One of the most painful separations within the Church was that in England during the tussle around King Henry the VIII’s desire to marry Anne Boleyn, which led to extreme oppression brought upon English Catholics, to the point of executions, particularly when the daughter of Henry and Anne, Elizabeth, assumed the throne, so any return of a major group of Catholics resulting from that breakup would be wonderful indeed.
An excerpt from the article in the Catholic Herald:
“So we are to have a code of practice. Traditional Anglo-Catholics must now decide whether to stay in the Church of England in what, for a while, will be a protected colony - where the sacramental ministry of women bishops and priests is neither acknowledged nor received - or to leave.

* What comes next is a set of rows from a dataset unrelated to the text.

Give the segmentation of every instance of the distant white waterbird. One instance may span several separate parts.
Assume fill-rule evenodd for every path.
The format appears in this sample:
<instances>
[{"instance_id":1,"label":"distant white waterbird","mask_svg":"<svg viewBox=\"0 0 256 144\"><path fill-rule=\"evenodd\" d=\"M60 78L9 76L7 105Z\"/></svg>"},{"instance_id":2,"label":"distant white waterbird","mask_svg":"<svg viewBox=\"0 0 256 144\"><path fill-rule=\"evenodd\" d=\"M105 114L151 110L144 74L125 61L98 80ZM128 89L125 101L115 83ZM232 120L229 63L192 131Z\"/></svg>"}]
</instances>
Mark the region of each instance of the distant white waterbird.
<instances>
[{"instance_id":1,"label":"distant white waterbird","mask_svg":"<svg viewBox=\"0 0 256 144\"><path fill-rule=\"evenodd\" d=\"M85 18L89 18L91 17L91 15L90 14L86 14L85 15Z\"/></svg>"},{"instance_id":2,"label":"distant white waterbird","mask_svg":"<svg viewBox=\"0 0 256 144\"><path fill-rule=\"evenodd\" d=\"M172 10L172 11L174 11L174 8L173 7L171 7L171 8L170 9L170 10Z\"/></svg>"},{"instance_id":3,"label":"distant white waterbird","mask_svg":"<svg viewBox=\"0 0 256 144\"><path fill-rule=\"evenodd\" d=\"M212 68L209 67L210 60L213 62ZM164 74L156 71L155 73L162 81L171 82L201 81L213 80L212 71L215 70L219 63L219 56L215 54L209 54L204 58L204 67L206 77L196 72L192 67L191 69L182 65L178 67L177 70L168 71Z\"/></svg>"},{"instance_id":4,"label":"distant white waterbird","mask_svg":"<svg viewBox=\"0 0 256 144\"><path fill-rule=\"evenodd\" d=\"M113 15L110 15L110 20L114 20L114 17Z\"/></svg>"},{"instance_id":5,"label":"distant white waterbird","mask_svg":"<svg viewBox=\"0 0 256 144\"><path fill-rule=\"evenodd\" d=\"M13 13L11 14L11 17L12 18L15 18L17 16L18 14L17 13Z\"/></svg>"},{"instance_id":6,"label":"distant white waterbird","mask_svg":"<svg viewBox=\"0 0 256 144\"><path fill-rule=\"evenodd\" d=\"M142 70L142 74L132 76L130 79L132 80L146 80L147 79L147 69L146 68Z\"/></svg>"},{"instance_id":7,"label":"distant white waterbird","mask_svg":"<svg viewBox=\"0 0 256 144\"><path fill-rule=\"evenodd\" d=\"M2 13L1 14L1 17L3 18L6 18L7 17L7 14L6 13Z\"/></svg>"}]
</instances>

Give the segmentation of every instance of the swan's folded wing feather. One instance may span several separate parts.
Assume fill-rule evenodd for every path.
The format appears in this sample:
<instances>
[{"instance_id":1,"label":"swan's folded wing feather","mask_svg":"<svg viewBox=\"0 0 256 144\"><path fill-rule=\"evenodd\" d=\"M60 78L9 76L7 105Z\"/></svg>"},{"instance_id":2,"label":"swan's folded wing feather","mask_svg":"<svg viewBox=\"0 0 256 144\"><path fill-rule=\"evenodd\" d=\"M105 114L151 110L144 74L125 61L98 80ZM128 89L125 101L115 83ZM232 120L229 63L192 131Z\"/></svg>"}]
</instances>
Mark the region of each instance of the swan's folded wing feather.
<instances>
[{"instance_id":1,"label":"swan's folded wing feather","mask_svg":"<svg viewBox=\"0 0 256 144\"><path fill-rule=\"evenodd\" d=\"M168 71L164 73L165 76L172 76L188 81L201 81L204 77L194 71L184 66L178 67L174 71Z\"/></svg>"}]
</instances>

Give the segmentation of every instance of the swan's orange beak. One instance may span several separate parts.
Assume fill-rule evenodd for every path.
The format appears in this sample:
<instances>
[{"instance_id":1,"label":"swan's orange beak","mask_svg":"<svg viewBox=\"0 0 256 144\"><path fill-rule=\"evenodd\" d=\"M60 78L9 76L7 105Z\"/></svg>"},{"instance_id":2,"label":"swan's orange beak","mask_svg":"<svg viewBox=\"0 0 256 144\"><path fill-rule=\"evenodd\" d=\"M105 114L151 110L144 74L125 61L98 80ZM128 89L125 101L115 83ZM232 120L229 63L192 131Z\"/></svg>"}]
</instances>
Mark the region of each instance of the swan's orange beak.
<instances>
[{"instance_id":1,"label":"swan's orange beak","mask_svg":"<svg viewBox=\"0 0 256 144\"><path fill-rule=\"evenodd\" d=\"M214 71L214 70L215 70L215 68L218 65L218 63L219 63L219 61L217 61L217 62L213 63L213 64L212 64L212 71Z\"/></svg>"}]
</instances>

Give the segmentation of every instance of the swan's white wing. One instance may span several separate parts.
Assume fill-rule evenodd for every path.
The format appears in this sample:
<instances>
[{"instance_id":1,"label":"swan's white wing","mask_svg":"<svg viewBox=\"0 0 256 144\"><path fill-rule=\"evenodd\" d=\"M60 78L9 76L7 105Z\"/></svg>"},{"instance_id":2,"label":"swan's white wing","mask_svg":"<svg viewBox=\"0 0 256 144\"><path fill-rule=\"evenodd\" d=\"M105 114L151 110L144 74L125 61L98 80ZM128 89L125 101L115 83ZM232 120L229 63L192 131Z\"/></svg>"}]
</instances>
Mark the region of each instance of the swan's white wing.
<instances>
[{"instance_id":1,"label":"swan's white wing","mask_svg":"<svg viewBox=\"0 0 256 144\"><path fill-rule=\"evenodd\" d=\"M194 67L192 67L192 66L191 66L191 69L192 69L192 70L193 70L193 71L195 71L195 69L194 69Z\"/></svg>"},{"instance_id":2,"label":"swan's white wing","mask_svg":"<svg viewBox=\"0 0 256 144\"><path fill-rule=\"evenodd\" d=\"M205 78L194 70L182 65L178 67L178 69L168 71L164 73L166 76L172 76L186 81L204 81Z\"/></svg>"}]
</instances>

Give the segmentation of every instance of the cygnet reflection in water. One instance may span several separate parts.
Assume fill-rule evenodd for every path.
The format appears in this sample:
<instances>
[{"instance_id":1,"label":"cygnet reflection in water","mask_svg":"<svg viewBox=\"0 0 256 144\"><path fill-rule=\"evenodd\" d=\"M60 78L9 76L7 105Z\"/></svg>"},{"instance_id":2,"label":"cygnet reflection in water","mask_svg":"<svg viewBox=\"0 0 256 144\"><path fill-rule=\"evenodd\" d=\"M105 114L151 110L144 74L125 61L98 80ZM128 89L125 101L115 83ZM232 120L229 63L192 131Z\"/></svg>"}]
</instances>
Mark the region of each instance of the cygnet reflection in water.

“Leaving isn't quite so easy as it sounds. You don't become a Catholic, for instance, because of what is wrong with another denomination or faith. You become a Catholic because you accept that the Catholic Church is what she says she is and the Catholic faith is what it says it is. In short, some Anglo-Catholics will stay and others will go. It is quite easy to think of unworthy reasons for staying - and there are no doubt one or two unworthy reasons for leaving...
“What we must humbly ask for now is for magnanimous gestures from our Catholic friends, especially from the Holy Father, who well understands our longing for unity, and from the hierarchy of England and Wales. Most of all we ask for ways that allow us to bring our folk with us.”